The environmental group argued that the main factors of the flooding are extractive industry activities and the construction of the IKN project. "High rainfall is indeed among the factors, but not a trigger for flooding," said Anggi.
He explained that the area around the first ring of the IKN has been controlled by extractive industries, such as mining, HPH, HTI, and oil palm plantations. Land exploitation causes endemic trees as the main buffer for rainwater to be replaced or lost, leading to lower absorption of the River Basin Area (DAS).
"It's different if the forest cover is still maintained. Water will be stored and will not be immediately discharged into the middle or downstream," Anggi said.
The construction of the Intake Sepaku project also triggered flooding as it reduced the ability of the soil to absorb water. When high-intensity rains come, rainwater is immediately wasted on the waterways. "So, floods immediately occur," he concluded.
River and dam normalization project
Meanwhile, the IKN Authority stated that rain in the upstream area and clogged water channels led to flooding in Sepaku Village. Other factors include erosion, sedimentation, and silting of rivers.
Achmad Jaka Santos Adiwijaya, the secretary of the IKN Authority, ensured his side in tandem with several institutions, such as the North Penajam Paser Regency BPBD, Indonesian Military (TNI), Police, local governments, Ministry of Public Works and Housing (PUPR), and others have carried out flood mitigation.
"The floodwater has receded since the morning of March 18," said Jaka in a press release received by Tempo on Monday, March 20, 2023.

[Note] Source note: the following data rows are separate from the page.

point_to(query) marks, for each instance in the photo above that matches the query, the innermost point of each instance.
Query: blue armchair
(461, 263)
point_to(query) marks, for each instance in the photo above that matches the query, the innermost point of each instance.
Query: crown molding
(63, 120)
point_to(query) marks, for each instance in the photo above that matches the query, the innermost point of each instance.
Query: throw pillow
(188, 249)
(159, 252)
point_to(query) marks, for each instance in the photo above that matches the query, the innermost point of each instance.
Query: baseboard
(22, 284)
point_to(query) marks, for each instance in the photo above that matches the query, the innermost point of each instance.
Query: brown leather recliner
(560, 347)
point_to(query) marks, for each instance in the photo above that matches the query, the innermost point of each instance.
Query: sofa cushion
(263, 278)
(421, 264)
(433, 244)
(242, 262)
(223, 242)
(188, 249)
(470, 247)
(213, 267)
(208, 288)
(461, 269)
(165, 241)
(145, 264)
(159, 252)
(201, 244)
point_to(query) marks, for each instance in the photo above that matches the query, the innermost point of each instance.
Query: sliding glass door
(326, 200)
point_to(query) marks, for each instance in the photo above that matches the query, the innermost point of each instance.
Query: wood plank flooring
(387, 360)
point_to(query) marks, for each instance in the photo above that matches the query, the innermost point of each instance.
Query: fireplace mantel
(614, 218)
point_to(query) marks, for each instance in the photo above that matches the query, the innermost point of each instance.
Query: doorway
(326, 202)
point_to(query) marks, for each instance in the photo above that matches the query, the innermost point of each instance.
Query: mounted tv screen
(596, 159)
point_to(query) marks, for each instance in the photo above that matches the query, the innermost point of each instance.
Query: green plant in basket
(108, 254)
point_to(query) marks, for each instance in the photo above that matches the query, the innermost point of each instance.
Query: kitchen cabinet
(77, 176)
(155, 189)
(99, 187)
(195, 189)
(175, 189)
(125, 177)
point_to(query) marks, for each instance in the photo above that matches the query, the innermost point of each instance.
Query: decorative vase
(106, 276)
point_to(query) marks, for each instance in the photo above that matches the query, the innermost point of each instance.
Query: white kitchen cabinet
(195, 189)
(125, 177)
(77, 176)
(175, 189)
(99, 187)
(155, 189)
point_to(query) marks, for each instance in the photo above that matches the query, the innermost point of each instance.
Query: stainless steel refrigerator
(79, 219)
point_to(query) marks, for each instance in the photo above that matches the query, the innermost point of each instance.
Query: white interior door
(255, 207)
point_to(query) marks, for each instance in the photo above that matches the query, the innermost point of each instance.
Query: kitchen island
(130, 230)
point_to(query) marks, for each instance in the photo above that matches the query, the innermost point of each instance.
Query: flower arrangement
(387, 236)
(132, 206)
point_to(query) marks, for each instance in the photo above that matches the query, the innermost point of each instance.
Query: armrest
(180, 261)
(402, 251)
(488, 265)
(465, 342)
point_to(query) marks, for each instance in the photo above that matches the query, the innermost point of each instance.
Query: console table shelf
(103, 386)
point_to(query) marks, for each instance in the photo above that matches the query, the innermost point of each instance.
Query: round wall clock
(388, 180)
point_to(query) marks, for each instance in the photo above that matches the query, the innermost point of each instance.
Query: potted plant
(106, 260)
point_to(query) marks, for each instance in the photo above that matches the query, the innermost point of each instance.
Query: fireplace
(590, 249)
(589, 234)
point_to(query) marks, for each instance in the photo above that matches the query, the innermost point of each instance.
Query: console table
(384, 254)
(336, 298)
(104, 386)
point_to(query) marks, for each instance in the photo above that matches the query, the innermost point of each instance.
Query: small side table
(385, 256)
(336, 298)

He explained that the IKN Authority had identified the potential for flooding in several areas in the Sepaku Village given the low zones. The IKN Authority along with other institutions is building infrastructure to deal with flooding in the area around the IKN, especially in Sepaku Village, including weirs, ponds, and retention ponds, as well as the construction of flood control in watersheds, the preparation of an integrated watershed management plan, and forest and land rehabilitation by the Mahakam Berau Watershed Management Agency.
He said the IKN Authority had coordinated meetings with several related institutions to discuss plans for handling flood prevention and control.
"The IKN Authority keeps committed to paying attention to risks and disaster management, including flooding in affected areas, including in Sepaku Village. All efforts are being practiced to minimize the impact of the disaster and maintain public safety," said Jaka.
Tempo contacted an expert staff of the PUPR Minister for Technology, Industry, and Environment, Endra S. Atmawidjaja, to gain information related to the Sepaku River Intake project. No response has been given thus far.
On a separate occasion, the Kalimantan River IV Regional Office head Harya Muldianto said the IKN area was designed to be free from flooding for the next 100 years by building many retention ponds and dams. "There is indeed no guarantee for zero flooding, but with reliable hydrology and design calculations, it can be predicted that there will be no flooding in the IKN in the next 100 years," said Harya in November 2022, as quoted from Antara.
According to him, the causes of flooding in the IKN area include heavy rainfall, sea tides, bottlenecks or narrowing culverts and provincial roads, as well as topographical conditions. He explained that until 2024, his side will take many efforts to control flooding, including a 25-kilometer river normalization project and the elimination of five narrowing culverts. "Flood control is also carried out by raising river embankments and constructing dams," said Harya.
The Sepaku River Intake project in the IKN area, he went on, has 92.23 percent completed as of March 18, 2023. It will be equipped with four pump units, each with a capacity of 600 liters per second. "Three pumps will be operated, and one pump serves as a backup," he said. The Sepaku River intake has a capacity of 3,000 liters per second and is built with the concept of an adjustable weir (Obermeyer) with a width of 117.2 meters and a height of 2.3 meters.